The four or five men and women who had been scratched or bitten had secretly hanged themselves in their homes, then were quietly buried under a mound of yellow earth.
Those strange people were buried on a mountain far away.
The strange disease they carried broke out in a few of the families that had bought the straw mushrooms. Perhaps the virus had lost its potency; the process of dying was excruciatingly long and painful.
With the village chief gone, Uncle Ba, a respected elder in the village, stepped up to manage things.
Following my suggestion, every household boiled rice vinegar to fumigate their houses for disinfection, but this was not a long-term solution.
As it happened, Fatty Bang had to go to the city in a few days to pick up his older sister's family. Uncle Ba asked me to see if any pharmacies were still open and to buy some disinfectants.
After things had temporarily settled down, I drove Fatty Bang to the town.
This rural village had never been shrouded in such a deadly and oppressive atmosphere.
It was nearly evening when we reached the town. We went to the gas station first.
There were hardly any people left at the station. I filled the tank myself. Most of the pumps were empty. We hauled several barrels of diesel onto the truck; this stuff would probably be impossible to find later on.
As we drove deeper into town, the road surface was scorching from the sun. The town was desolate, not a soul in sight, and every house had its doors shut tight.
Occasionally, we could see a few people who resembled the strange ones from our village. Fatty Bang and I were both startled. Could it be that the entire town had been infected with this monstrous disease?
With this question in mind, we drove off the main road and deeper inside. Before long, the people wandering everywhere were being taken away by personnel in pure white protective suits.
Seeing these people, Fatty Bang and I were both relieved and worried. We had finally seen people who gave us a sense of security. In these difficult circumstances, even though we were in a remote place without news, we had not been abandoned.
We had no intention of causing more trouble, nor did we want those people to know of our existence.
We parked the car in a secluded spot, took out the grain, and knocked on the door of a pharmacy tucked away in a corner. Most people here owned their own houses; they were surely still inside.
Fatty Bang and I knocked persistently. About half an hour later, a small window opened.
The person inside was covered from head to toe; we could only see their eyes behind a pair of glasses.

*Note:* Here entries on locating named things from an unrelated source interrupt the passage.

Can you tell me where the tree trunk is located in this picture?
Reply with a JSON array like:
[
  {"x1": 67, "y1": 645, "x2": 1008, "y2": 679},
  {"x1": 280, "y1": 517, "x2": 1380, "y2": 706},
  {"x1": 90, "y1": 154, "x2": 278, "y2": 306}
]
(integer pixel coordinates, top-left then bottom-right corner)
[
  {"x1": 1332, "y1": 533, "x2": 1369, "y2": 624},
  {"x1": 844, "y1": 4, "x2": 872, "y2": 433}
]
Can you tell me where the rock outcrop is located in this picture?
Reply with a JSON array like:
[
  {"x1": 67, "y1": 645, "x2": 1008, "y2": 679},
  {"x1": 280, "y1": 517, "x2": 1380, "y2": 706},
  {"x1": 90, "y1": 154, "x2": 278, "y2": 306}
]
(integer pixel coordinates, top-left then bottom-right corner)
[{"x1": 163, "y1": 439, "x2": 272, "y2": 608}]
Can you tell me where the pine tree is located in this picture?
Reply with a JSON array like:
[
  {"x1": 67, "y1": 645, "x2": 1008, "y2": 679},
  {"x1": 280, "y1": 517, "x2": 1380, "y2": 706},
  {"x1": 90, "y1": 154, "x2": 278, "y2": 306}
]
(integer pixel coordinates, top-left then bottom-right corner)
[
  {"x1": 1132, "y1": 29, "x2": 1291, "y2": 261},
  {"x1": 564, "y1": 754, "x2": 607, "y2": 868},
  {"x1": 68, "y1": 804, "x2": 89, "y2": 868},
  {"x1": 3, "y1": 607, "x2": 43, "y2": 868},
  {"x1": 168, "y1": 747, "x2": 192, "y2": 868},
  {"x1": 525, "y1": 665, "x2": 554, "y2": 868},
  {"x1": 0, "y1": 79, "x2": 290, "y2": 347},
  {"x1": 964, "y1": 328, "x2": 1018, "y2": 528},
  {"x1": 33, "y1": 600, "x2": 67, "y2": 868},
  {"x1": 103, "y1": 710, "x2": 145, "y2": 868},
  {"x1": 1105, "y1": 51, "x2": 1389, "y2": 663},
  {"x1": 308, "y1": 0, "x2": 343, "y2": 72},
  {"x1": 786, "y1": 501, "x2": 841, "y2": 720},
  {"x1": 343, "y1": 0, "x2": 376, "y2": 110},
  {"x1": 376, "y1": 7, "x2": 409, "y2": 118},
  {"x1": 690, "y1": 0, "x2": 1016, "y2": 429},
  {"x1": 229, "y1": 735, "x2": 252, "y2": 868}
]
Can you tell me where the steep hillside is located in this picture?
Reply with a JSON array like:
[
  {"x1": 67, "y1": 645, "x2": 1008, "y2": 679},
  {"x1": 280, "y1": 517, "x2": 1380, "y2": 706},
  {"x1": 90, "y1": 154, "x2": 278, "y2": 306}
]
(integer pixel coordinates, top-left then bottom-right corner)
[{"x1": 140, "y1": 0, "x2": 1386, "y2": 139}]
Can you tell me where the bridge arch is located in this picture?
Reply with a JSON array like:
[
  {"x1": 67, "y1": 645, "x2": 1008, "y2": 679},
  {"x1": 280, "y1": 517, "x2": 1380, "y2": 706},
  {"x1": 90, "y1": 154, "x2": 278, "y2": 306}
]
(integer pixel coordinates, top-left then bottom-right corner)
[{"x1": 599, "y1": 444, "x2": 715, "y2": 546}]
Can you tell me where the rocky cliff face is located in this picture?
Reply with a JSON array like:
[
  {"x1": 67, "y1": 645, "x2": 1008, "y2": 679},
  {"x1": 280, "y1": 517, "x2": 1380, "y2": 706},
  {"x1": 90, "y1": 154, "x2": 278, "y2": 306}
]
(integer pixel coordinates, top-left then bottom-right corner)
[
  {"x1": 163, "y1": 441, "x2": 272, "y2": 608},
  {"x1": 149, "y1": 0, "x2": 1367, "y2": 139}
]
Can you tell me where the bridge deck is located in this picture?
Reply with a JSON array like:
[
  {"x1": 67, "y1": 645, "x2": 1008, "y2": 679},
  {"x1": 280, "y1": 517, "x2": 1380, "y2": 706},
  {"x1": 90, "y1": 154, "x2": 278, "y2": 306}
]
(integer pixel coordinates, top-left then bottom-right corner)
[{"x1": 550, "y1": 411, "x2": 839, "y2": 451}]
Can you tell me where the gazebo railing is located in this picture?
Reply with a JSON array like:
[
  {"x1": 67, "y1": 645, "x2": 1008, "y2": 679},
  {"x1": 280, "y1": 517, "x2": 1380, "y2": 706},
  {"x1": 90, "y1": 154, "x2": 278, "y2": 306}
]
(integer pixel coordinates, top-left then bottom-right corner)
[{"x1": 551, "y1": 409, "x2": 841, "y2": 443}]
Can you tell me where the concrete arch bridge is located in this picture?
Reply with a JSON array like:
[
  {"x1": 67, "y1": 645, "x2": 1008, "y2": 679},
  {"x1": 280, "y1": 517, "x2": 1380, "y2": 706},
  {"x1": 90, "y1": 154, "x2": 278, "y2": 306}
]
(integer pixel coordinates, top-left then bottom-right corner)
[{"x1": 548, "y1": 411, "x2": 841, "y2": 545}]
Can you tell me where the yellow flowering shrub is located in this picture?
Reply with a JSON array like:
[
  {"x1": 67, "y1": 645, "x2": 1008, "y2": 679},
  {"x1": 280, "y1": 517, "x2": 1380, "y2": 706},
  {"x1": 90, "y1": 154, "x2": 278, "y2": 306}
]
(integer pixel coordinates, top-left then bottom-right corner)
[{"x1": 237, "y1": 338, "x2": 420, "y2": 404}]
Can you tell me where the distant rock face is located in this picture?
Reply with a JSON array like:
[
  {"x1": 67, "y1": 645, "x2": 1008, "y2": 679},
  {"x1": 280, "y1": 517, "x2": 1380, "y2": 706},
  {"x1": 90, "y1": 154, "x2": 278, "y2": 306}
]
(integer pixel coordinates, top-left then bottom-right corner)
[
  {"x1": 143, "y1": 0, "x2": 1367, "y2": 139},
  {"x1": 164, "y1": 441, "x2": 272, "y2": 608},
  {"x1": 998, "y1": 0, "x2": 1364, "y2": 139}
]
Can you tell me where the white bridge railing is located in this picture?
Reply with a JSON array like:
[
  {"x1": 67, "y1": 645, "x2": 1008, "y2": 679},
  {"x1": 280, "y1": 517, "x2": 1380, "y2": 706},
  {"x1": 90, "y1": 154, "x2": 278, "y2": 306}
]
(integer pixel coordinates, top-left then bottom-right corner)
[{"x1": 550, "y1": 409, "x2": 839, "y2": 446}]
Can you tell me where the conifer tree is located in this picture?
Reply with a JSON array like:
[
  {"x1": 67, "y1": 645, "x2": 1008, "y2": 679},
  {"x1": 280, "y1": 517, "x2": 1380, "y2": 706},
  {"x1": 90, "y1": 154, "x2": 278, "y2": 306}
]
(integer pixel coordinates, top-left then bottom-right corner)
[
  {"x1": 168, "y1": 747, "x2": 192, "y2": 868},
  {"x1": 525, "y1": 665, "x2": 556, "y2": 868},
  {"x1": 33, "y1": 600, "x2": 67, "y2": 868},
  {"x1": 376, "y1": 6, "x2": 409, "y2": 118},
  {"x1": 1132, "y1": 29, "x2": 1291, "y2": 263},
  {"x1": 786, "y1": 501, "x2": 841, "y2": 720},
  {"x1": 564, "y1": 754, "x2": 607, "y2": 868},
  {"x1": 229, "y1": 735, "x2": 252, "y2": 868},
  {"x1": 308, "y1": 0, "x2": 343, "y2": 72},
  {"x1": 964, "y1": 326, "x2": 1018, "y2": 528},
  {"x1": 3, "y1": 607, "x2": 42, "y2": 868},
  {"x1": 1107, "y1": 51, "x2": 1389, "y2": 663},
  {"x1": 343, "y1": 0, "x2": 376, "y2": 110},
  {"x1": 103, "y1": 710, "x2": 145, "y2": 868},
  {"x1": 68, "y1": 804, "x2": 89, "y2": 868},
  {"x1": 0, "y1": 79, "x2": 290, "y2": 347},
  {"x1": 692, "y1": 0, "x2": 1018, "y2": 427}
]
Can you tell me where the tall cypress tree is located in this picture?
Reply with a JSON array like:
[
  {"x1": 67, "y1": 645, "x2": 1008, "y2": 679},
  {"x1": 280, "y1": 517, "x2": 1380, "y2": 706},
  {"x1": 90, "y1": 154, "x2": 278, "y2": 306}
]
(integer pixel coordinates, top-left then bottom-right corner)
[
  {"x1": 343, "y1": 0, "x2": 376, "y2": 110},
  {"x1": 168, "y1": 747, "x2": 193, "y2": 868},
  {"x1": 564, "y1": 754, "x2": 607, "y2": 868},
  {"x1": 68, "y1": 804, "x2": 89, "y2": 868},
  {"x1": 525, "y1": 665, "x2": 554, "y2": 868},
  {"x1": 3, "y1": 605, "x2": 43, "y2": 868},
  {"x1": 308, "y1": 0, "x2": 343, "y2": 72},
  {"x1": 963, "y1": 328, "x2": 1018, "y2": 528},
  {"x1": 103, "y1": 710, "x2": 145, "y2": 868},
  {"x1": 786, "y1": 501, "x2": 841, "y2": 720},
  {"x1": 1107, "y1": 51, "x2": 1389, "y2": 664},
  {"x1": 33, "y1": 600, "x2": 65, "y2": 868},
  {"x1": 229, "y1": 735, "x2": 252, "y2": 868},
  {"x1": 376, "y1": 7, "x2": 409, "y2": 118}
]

I pointed to the sack of grain on my back, which must have been about fifty kilos, and said to the person inside, "I want to buy some heart medication and a few bottles of disinfectant."
The person hesitated for a moment, then closed the window.
Fatty Bang looked at me and said, "No good. They won't trade."
I shook my head. Not necessarily. The one thing people in town lacked most was grain.
Sure enough, before long, the person opened the door and gestured for us to bring the grain inside.
He gave me half a bag of heart medication, explaining, "There's no disinfectant left in this whole town. There was a strange epidemic a few days ago, and a military unit came. They traded for all the disinfectant in town. I've given you all the medicine I have left."
Just as I thought. The epidemic appeared in town even earlier than it did in our village.